Many years have elapsed and now I have been living since the last two and half decades in Delhi and lately NOIDA. Over the years I have fought myself out amidst the cityscape’s demand of a desired status; marked by tangible assortations of wealth exemplified through owning a house, a car, fancy holidays and so on. I think I have now managed to convince my teenage son that such items of display are only momentary. Living in a rented apartment, an old smartphone, use of the metro until COVID took our travels away, availing of government LTC were obviously not conforming markers of a cosmopolitan status but to my son I say it’s alright. We must learn to live within our means and needs. I remember my father here who would tell us, “before you purchase, ask yourself do you really need it?”. Well, we live in a post-modern world now, and despite being hit by COVID we are unable to release the shackles of what connotes status, power. Simple gestures, friendliness and above all neighbourliness was always something that I yearned for. My moving to NOIDA from Delhi was both a personal as well as logistic requirement. It was not difficult to convince my house owner that we would be residing for the next six years until my son completes his high school. I took the liberty to facelift the house, have a separate entrance to the terrace after much objection from our neighbour. When we shifted I had politely introduced myself and my family members to my neighbour, only to their disgust. I did not augur this. Gradually I settled with life here in this apartment; a spacious one indeed with a terrace that allowed me to pursue my interest in gardening. Intermittent exchanges with my neighbours (women folk) from the terrace grew particularly during the period of the lockdown however measured or calculated it was perhaps. It took them few months or perhaps a year to accept a family like ours, who did not of course conform to the social milieu of North India until they saw us “celebrate” Deepawali. 

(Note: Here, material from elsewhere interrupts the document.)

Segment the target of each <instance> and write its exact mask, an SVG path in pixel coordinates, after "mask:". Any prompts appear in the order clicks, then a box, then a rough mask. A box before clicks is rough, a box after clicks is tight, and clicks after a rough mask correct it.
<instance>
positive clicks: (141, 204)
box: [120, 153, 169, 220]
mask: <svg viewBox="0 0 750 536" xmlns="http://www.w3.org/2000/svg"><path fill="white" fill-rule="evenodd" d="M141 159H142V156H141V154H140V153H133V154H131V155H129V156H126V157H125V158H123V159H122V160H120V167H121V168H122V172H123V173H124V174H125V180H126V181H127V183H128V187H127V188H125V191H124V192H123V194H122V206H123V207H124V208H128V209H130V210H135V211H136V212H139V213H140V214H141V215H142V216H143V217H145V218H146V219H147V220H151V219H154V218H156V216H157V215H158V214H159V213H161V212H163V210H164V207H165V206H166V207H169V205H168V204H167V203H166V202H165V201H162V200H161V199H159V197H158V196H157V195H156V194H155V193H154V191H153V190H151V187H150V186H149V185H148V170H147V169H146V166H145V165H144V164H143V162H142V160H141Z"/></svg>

COVID then caught all of us one day in the month of October 2020. It dragged my period of illness to almost 6 weeks. Diwali was the day after we tested negative. Not that we were on any account planning to “celebrate” but it was more to do with my emotional familial attachment towards it. My natal family was away then and with illness had made it all the more morose. It was beyond my imagination that we would be so scornfully detested by our immediate neighbour. I greeted and attempted to talk normally as one always does during the festival of Diwali only to be ignored. I was too tired to think that day. I just sat on the stairs and placed the diyas. Stigma was something that I had read in texts but experiencing something so explicit, it took some time to heal. It was almost as if the entrance to our flat was like a garbage dump. Domestic helps too were perhaps told to keep away. I cannot imagine the scorn that individuals and families must have faced during the onset of the pandemic when houses were ‘labelled’. My cook, when she resumed work in a light – hearted manner mentioned that her friends were asking, “was she not scared to work in our house”? My other help informed me that the neighbour’s maid has stopped talking with her and they would keep a distance from her if they happened to meet around the staircase. Such was the scorn! Not even the festival of colour helped me to heal the pain I felt during Diwali. Both these festivals have meaning for me at least within the idea of a neighbourhood. The previous year we had celebrated and there was exchange of ‘gifts’ between neighbours. Last year there was none. The response as we recuperated from COVID was more painful than the suffering itself. I wonder how things would have been had the pandemic struck in the mid 70’s. Would people in a para whole-heartedly extend support or would they be as callous as we experienced here and stigma been more acute? I wonder. COVID is increasing at an alarming rate in the society where we live, and my workplace; frightening our wits thinking about its tenacity and anxious as never before about the second dose of vaccination. Has hell broken lose? 

Rinju Rasaily teaches Sociology at Ambedkar University, Delhi.